Windows 8.1 extended support is ending soon

In brief: Microsoft is scheduled to put another of its legacy operating systems out to pasture in the near future. Anyone still using the aging OS needs to start getting serious about transitioning to a current, in-service release.

Windows 8.1 launched in late 2013 – just one year after Microsoft unleashed Windows 8 – in an attempt to rectify some of the early issues with its flagship OS. Most found it did offer a better experience than the original but still, Microsoft wasted little time in prepping and rolling out its successor – Windows 10 – in the summer of 2015.

Microsoft ended mainstream support for Windows 8.1 on January 9, 2018, and is planning to suspend extended support on January 10, 2023. Once this happens, Microsoft will no longer provide software updates and technical assistance for the OS. There will be no extended security update program for Windows 8.1 meaning anyone running it after the cutoff date will be exposed to future security risks.

According to StatCounter, Windows 8.1’s worldwide desktop market share sat at just 2.45 percent as of October 2022. For comparison, Windows 7 is still used on 9.61 percent of desktops. Windows 11 has been adopted by 15.44 percent of desktops and Windows 10 leads the way with 71.29 percent market share.
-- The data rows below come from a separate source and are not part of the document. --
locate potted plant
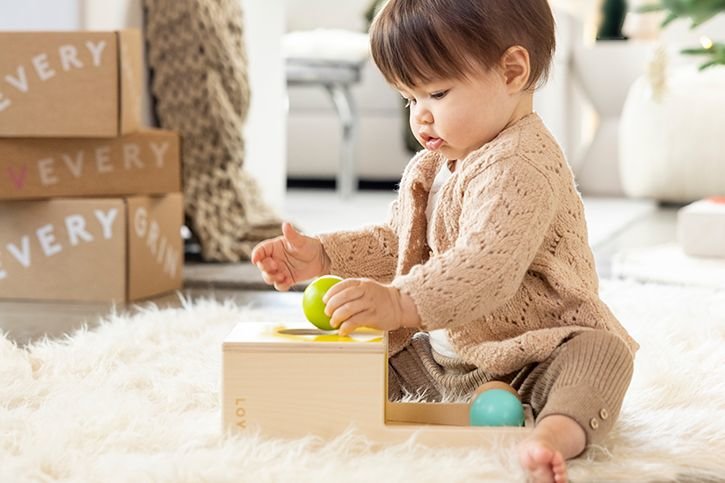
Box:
[619,0,725,203]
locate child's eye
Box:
[403,97,415,108]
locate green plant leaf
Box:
[662,12,679,28]
[634,4,665,13]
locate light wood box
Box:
[222,322,533,446]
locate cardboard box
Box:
[0,30,143,137]
[0,193,183,302]
[0,130,181,200]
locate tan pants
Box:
[388,330,634,444]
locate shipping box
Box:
[0,30,143,137]
[0,193,183,302]
[0,129,181,200]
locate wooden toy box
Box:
[222,322,533,446]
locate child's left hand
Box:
[322,278,420,335]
Microsoft recommends upgrading devices running Windows 8.1 to a more current, in-service version of Windows like Windows 10 or Windows 11. Windows 10 Home and Pro is still available and will be supported until October 14, 2025. That route could buy you a few more years if Windows 11 isn’t an option due to technical limitations.

In the event your device doesn’t meet the minimum requirements of a newer OS, Microsoft suggests replacing it with something a bit newer. In that situation (and assuming you want to stick with Windows), you’d be best served upgrading to something that supports Windows 11 so you won’t have to worry with switching operating systems again for a while.